• As of 30 April, Uganda reported 81 confirmed COVID-19 cases, 52 recoveries, and zero deaths. Of the reported cases, nine were in children. The majority of cases were imported by travelers and truck drivers. The national lockdown, while effective in slowing the spread of the virus, is affecting access to essential social services.
• During this reporting period, 40,000 children (20,080 girls, 19,920 boys) were reached with home-based distance learning to ensure continuity of learning after schools closed to prevent the spread of the novel coronavirus.
• 10,309 children (5,216 girls, 5,093 boys) were treated for severe acute malnutrition (SAM) in refugee-hosting districts and Karamoja as of April 2020.
• In April, 745,489 children and women (387,654 female, 357,835 male) continued to receive essential health care services, including immunization, prenatal, postnatal, HIV, and gender-based violence care in UNICEF-supported facilities.
• 800,000 risk-communication materials were distributed to 120 districts through partners in April 2020, strengthening COVID-19 information, education and communication (IEC).
• 428,294 adolescents were reached with information on how to report allegations of sexual exploitation and abuse (SEA).
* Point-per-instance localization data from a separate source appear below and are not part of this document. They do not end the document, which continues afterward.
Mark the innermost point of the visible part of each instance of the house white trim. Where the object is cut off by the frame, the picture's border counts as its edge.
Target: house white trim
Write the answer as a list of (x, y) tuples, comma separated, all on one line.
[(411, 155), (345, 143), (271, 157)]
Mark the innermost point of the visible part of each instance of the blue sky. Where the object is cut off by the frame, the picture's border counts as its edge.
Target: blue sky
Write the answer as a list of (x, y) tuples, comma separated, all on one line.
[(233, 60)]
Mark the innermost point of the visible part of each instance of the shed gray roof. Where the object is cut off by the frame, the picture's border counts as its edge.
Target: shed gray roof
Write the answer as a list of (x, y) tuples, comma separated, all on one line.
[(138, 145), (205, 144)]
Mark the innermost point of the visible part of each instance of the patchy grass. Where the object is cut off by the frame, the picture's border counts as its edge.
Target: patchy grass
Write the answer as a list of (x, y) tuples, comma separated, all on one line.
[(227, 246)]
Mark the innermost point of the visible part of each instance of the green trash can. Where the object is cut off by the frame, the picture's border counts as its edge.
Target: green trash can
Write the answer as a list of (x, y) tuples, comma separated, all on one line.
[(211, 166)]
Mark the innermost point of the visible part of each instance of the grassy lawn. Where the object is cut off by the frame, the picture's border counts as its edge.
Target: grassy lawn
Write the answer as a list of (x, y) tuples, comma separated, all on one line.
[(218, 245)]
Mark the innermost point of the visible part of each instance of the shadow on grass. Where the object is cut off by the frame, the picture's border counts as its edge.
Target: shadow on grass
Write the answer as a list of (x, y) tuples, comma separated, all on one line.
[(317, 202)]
Funding Overview and Partnerships
The 2020 UNICEF Humanitarian Action for Children (HAC) appeal for Uganda is seeking US$50.12 million to sustain the provision of life-saving services to vulnerable women and children. UNICEF carried forward funds totaling US$12,642,147, which have enabled UNICEF and its partners to continue implementing humanitarian interventions. In 2020, the United Nations Office for the Coordination of Humanitarian Affairs (UNOCHA) and the UNICEF Eastern and Southern Africa Regional Office (ESARO) have contributed US$593,225 and US$132,503 respectively to UNICEF Uganda’s humanitarian response. However, the 2020 HAC still has a funding gap of US$36,752,104 or 73 per cent. UNICEF seeks additional funding to complement the government’s efforts to protect the rights of children affected by emergencies.
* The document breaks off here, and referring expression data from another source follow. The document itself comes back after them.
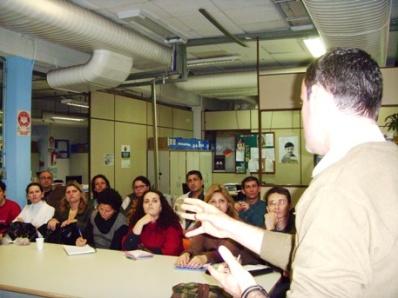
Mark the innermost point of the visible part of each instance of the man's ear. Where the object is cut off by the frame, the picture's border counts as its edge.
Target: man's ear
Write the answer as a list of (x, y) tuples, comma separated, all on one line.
[(322, 98)]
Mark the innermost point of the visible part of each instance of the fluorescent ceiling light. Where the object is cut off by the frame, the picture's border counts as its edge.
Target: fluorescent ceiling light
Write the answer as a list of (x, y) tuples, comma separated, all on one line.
[(214, 60), (149, 25), (315, 46), (75, 103), (67, 118), (51, 117)]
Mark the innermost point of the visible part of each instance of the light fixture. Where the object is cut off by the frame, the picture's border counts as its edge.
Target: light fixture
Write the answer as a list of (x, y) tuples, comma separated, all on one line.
[(315, 46), (67, 118), (150, 26), (75, 103), (50, 117), (213, 60)]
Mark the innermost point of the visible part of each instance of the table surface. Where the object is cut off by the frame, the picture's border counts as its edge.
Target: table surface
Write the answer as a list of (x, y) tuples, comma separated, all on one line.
[(106, 273)]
UNICEF Uganda has revised its COVID-19 response plan and budget, taking into account additional needs outlined by national line ministries. The response plan now appeals for US$15 million for the COVID-19 response. UNICEF has so far received US$864,648 through generous contributions, leaving a funding gap of US$13.87 million, or 92 per cent. If these funds are availed, they will enable UNICEF and partners to ensure coordination and leadership, risk communication and social mobilization (RCSM), continuation of education services for children who are out of school, case management, infection prevention and control (IPC), water, sanitation and hygiene (WASH) services and infrastructure, and treatments including nutrition, mental health, and psychological support. To meet immediate COVID-19 response needs, UNICEF Uganda reprogrammed and reallocated funds from regular resources and received other resources from the Global Partnership for Education totalling US$2.7 million to procure urgent emergency supplies and support national and district coordination and programming.
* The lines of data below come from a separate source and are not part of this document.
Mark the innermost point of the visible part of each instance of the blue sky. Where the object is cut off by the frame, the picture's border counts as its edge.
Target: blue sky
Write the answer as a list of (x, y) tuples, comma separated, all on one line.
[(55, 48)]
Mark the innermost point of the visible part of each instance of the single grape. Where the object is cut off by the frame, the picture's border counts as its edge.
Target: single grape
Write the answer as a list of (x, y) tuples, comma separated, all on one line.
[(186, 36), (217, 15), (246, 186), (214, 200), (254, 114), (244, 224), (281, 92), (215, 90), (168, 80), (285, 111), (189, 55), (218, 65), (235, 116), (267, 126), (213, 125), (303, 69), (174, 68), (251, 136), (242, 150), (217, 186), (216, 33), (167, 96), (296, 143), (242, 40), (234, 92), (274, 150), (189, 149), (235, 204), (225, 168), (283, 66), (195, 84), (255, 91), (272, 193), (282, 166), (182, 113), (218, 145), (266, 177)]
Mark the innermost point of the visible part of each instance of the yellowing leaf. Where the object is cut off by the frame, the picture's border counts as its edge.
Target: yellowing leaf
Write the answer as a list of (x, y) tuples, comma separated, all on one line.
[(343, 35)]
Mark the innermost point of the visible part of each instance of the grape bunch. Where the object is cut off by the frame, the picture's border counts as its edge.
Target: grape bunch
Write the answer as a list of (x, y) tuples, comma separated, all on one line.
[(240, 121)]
In an effort to cover both the COVID-19 response and the potential gaps in basic service delivery due to the reprogramming of humanitarian funds, the Resident Coordinator’s Office and UNOCHA developed and launched a UN Emergency Appeal in April. For this appeal, UNICEF is requesting an additional US$23.9 million to cover certain COVID-19 activities as well as activities under HAC that may face constraints within the context of COVID-19 in Uganda.